Yokozuna514
2nd Black Belt
- Joined
- Oct 2, 2018
- Messages
- 781
- Reaction score
- 604
Osu, I understand what you are saying and I appreciate that you ended your post by saying 'that is my problem to deal with' because that is, imho, very true. It is not fair to project our own 'issues' onto someone who is basically just living their life.The only thing I can see is I know some people are uncomfortable rolling around with people of the opposite sex. There was a wrestler on my team in Middle School (18 years ago), who was pretty good, who lost to a girl because he was afraid to use half his moves because he didn't want to accidentally touch her inappropriately. Now, I'm not accusing her of cheating, and I'm not saying she couldn't have won if he had used his full arsenal. But when you're hover-handing to avoid bad touch, it is a severe handicap in the match.
Nowadays there's enough girls doing martial arts that most schools have a boys' and a girls' wrestling team. Part of this is simply the physical differences between men and women, but I think part of it is simply how close and personal you get when you're rolling around on the mat. (That's why there's all sorts of memes about ground-fighters and their orientation).

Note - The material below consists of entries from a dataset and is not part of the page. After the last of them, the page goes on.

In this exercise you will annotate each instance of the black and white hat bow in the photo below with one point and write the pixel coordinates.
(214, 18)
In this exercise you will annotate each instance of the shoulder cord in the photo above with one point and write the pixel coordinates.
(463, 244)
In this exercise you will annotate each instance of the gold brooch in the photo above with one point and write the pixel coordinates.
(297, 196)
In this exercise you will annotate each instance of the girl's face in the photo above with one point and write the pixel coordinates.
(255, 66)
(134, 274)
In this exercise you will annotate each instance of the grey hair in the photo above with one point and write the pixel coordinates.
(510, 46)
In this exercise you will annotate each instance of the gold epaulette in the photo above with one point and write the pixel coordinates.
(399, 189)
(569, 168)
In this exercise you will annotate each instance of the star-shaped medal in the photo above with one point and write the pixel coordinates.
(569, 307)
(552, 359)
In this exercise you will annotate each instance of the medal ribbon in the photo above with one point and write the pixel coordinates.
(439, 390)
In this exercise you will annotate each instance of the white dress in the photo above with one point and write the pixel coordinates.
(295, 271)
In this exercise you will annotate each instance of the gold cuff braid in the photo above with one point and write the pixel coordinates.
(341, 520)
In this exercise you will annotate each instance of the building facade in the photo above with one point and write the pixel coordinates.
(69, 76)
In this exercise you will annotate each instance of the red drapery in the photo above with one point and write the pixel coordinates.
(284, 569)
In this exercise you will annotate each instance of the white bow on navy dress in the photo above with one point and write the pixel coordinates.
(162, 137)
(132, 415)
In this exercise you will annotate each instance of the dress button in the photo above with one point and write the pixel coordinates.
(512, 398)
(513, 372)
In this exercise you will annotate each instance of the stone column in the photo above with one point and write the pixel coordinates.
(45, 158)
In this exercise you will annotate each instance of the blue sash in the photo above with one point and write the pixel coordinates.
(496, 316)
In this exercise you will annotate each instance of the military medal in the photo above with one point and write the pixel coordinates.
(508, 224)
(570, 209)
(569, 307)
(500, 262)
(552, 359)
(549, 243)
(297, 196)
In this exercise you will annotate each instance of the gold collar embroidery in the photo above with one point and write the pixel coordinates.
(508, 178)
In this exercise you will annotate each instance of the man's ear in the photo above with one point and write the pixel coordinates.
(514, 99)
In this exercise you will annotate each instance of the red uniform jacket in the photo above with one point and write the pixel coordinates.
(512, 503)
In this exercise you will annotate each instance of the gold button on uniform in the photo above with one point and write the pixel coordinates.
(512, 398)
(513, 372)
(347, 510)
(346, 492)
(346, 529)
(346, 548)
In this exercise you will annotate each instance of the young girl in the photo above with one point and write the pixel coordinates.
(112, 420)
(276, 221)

With that said, I can understand being a little uncomfortable having that much contact with someone who might be attracted to me, but I'm not attracted to them.
But unless they do do something inappropriate, that's my problem to deal with and I shouldn't punish them for it.

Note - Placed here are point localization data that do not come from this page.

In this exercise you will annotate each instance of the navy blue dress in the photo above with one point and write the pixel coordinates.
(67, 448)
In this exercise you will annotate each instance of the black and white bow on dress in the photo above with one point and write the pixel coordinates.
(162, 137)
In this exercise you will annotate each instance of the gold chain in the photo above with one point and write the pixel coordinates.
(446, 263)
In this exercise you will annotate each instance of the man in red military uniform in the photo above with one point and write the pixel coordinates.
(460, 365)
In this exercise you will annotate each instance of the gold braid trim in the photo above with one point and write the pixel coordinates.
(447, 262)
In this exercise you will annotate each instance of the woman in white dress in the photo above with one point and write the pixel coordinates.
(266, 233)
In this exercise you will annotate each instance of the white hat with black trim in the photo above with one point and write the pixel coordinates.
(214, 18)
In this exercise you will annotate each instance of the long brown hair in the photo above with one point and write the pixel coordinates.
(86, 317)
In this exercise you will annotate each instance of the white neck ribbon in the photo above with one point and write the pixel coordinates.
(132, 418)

I can also understand your statements around inappropriate touching but it has been my experience that if there is any inappropriate contact when rolling, a quick apology usually resolves the entire issue if both parties acknowledge it was accidental. Accidental contact can happen against a man or woman by the way so think of how you would resolve it if it were a man and chances are there will be no ill feelings if you apologize and move on. If she is uncomfortable with you moving forward, you probably won't be rolling with her any longer.
In either case, their sex life or sexual preference has really nothing to do with an interest in MA. Their sex MAY have something to do with it but that would be, for me, only if there was a question of prizes awarded in a competition. I think is fair for men and women to be segregated in this respect.